After four years of (mostly) dismal financial performance, the last thing ocean carriers in the trans-Pacific eastbound trade need is to get kicked while they’re down. Although a positive mental attitude is certainly more desirable, the fact remains there are many reasons the eastbound trans-Pacific won’t return to sustainable profitability for several years.
Ours is a consumption society, and when people don’t have money, or aren’t confident about the prospects of earning more in the future, they forgo buying all of those must-have Asian goodies. Including health care expenditures, 70 percent of America’s GDP is comprised of consumer spending, and until consumers have more coin in their pockets, things aren’t going to get better in the eastbound trans-Pacific. For the remaining optimists in the eastbound trade, consider the following dose of reality.

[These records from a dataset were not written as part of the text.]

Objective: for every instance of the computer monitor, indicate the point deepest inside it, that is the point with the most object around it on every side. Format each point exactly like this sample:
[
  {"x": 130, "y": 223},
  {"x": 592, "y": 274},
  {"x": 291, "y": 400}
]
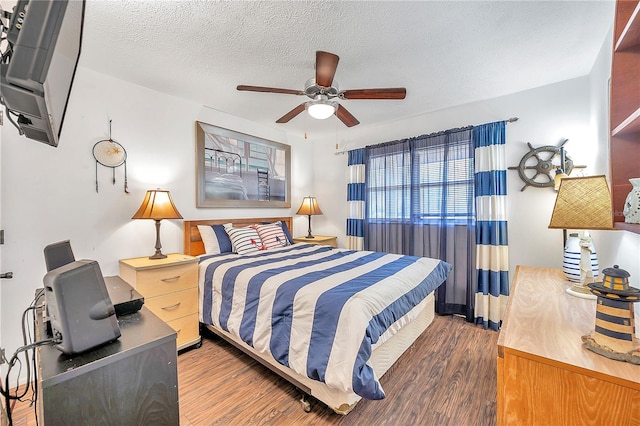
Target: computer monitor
[{"x": 58, "y": 254}]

The official unemployment rate in May was 8.2 percent, with an anemic 69,000 jobs added. Although there is dignity in all work, one wonders if these are the types of positions that will inspire people to run out and update their wardrobe or remodel a room. In addition, most people who have jobs haven’t seen a raise in more than three years. In fact, a lot of workers had to take wage cuts or pay more for insurance just to remain employed. Coupled with a yearly inflation rate of approximately 2 percent, this means the Average Joe is earning a lot less than before the financial crisis and recession and, as such, making fewer trips to Wal-Mart or Home Depot.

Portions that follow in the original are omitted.